El mágico DF ha sido un tiempo y un espacio privilegiado por coronistas y cronistas. ¿Quién no recuerda aquellas bellísimas descripciones que hiciera un tal Bernal? ¿O esos recorridos fantasiosos y elegantísimos de Novo? Y más recientemente, claro está, Monsiváis con su acervo y su gracia sin límites. Quizá en esta dirección apunta un poeta --¿quién otro podría ser?— que recorre con mirada tierna mas crítica las calles de la mítica Nezayork, las tierras del coyote hambriento, la Ciudad de los Rascasuelos.



            Luces de Nezayork es una recopilación de cuarenta y dos breves crónicas. La gran mayoría de ellas toca temas contingentes desde la perspectiva de los habitantes de Neza: la subida de los precios, las falsas promesas de los políticos en época de elecciones, los problemas de tráfico, las borracheras y los borrachos, la poesía y, como un hermoso manto que cubre todo, la búsqueda de la amistad. La amistad, una amistad solidaria, que se constituye en el mejor medio para oponerse al magma del dinero que todo quiere cubrir.
            Precisamente, lo mejor de estas crónicas de Conde Ortega es que a través de su sencillez y de su cotidianeidad alcanzan a tocar asuntos que trascienden la temporalidad definida a la que los acontecimientos aludes. Así, con el tiempo la contingencia –la referencia casi noticiesca a ciertos hechos—se convierte en otra cosa, transformada (como en un poema de San Juan) deviene otro. Claro está que algunas crónicas parecieran no aportar al conjunto, pero incluso ese aspecto, esa liviandad o reiteración, contribuye a crear la idea de lo diario, de la vida común y corriente que atraviesa las calles que enlodan, faltas de semáforos y peligrosas de Nezahualcóyotl.



            Quizá para algunos falte la gracia retórica o el retruécano inesperado; la anécdota loquísima; tal vez para otros haya un exceso de vida diaria, de salir y ponerse del sol. Pero es, reitero, desde ese realismo escueto, que la realidad deviene otra. Poco a poco comenzamos a descubrir la poesía de la ciudad, las luces que las palabras comienzan a iluminar. Y, ¡por suerte!, sin pedanterías o seriedades excelsas; por el contrario, el humor aparece, saludable y llano en estas páginas: desde punzante ironía a chistes clásicos: “Yo le pediría al más picudo que repartiera: que a mí me diera Teléfonos; que él se quedara con lo que quisiera, y que a su mamacita le diera petróleos…” (todos conocemos el fin de este “viejo” “chiste tristemente bueno”).
            Todo lo anterior no quita, por cierto, que una de las tareas de la crónica, que Luces quiere desarrollar a cabalidad, es la crítica social.

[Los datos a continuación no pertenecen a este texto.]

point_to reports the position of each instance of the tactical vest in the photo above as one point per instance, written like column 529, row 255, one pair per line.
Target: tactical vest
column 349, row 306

No se trata de una denuncia que busca resultados inmediatos; es, más bien, el dejar constancia de esa crítica que no nace del poeta sino que toma lo que la gente dice y balbucea (de nuevo San Juan). Escritura de crítica social: donde los políticos y la corruptela son el flanco más atacado (de acuerdo, nada nuevo en ello, pero en ocasiones la realidad –como la literatura—no tienen la obligación de ser novedosa). Así,  es la voz de Neza misma la que se comienza a escuchar, poco a poco, al comienzo vacilante, pero cada vez más, en estas páginas. Yo no sé si el autor vive o no en la “Urbe de polvo” que describe. Y la verdad que no importa, porque sí lo parece y así se siente. Más aún: se percibe una relación de intimidad entre las palabras y el mundo que se nos muestra que resulta difícil hallar un término otro que amor para describirla. Si el tal Bernal mostraba fascinación y asombro por el mundo que sus ojos viajeros veían por vez primera; Conde Ortega declara amor y amistad por las calles que sus pupilas nunca se cansan de contemplar.   



Mucho se pierde, nos dice el cronista, en este México “inserto precariamente en la globalización”. Sí, mucho se ha perdido; pero también algo se gana y esta luces son ejemplo de ello.